The bathroom door is the one thing in here that is actually not even slightly broken and you could have closed it all the way, but you didn’t. It’s like you want all doors open at all times, the way your windows have no curtains in your apartment. And I can’t help but feel excited that in some way, you wanted me to sneak a peek at you in there, right now, blocked by that Big Bird–colored police tape. You arch your back and let the water hit one tit and another tit and then you turn around and you like it here, in my shower, in my home and you let the water go at your neck and drip down your back and you take the bar of Ivory soap (my soap), and hold it between your breasts and move it down and let it fall and then you rub the suds on your belly, lower, lower until your hands are down there and then as soon as they’re down there they’re back up on your neck and you’re holding back and you’re so hot for me right now and I should take off my clothes and get in the shower but if I did that, you would look at the moving door and realize that your white bikini top is hanging on the doorknob. I know you didn’t notice it yet. And there’s a chance you will never notice it since you didn’t close the door all the way. I can grab the bikini and pray that you’re so wrapped up in your sopping wet—double entendre, baby—self and don’t notice or I can leave it there and assume that when you do finish—cleaning, not fucking—that you will be so preoccupied with drying off and blinded by the steam that you won’t notice your own bikini top.

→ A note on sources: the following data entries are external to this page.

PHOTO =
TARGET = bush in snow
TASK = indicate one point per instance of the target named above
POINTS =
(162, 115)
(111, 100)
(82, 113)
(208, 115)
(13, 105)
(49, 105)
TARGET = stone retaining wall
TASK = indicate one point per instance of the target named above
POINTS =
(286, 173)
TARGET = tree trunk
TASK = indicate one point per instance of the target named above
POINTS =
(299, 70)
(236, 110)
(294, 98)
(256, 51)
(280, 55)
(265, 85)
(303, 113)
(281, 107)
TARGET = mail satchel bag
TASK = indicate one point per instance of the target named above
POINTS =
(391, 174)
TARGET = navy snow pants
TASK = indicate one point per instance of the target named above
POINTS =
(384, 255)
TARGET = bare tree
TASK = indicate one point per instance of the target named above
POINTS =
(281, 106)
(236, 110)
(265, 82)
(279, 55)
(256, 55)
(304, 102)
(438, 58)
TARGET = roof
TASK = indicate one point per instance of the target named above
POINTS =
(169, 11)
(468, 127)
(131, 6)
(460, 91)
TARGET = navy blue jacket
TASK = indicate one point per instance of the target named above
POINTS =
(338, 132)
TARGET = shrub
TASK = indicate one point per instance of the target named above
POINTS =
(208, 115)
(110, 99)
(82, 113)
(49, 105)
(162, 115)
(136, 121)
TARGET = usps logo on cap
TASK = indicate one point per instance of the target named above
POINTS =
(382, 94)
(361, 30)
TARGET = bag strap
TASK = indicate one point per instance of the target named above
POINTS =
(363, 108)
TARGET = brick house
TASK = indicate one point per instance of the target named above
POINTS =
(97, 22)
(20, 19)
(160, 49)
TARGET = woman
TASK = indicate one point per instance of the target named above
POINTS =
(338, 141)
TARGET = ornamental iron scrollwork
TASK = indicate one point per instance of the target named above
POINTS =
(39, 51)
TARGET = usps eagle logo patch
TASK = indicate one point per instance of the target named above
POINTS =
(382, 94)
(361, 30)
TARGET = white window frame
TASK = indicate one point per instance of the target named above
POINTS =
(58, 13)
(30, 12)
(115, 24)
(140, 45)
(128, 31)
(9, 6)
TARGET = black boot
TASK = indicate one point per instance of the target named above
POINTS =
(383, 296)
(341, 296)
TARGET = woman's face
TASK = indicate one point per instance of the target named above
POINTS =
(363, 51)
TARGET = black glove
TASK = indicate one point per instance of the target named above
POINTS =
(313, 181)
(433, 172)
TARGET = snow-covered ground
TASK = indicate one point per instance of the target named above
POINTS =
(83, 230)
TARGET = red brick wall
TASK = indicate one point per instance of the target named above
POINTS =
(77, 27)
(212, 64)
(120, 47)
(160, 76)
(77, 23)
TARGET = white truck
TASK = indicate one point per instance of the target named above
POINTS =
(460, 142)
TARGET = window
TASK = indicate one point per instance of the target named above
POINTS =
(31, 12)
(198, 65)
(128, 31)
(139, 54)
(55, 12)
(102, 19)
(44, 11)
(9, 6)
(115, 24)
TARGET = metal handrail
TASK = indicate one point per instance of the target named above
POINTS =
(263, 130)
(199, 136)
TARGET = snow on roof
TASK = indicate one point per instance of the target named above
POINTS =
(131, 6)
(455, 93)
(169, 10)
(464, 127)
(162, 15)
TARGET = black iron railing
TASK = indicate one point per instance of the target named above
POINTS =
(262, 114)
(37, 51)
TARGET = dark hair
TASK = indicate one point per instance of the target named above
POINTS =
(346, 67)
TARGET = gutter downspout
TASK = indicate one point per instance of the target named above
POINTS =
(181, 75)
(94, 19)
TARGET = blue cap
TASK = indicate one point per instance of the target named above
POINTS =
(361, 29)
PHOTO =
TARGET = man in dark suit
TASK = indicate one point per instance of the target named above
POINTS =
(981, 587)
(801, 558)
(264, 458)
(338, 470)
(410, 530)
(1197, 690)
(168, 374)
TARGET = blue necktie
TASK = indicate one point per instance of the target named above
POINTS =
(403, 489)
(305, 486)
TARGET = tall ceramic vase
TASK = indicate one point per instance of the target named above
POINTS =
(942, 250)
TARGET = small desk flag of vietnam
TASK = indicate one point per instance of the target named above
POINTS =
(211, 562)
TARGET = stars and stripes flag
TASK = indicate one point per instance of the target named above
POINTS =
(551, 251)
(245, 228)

Who am I kidding? I have to get that bikini top. I close my eyes. I pray. My hand is shaking when I reach around to the interior side of the door and pull it off the doorknob. You don’t notice and everything is safe again and I really need you to get the fuck out of my apartment. I put your bikini behind the frozen Stouffer’s things I buy but never eat and then you are out of the shower, out of the bathroom and you call out.

“Hey, Joe, where you going with that gun in your hand?”

For a second, I panic. You know and the bikini is a gun and I am fucked but you are in a towel, dripping and I look like a fucking lunatic against the fridge.

“I’m just kidding,” you say. “I know it’s a bad joke, but it’s not that bad. Chill out.”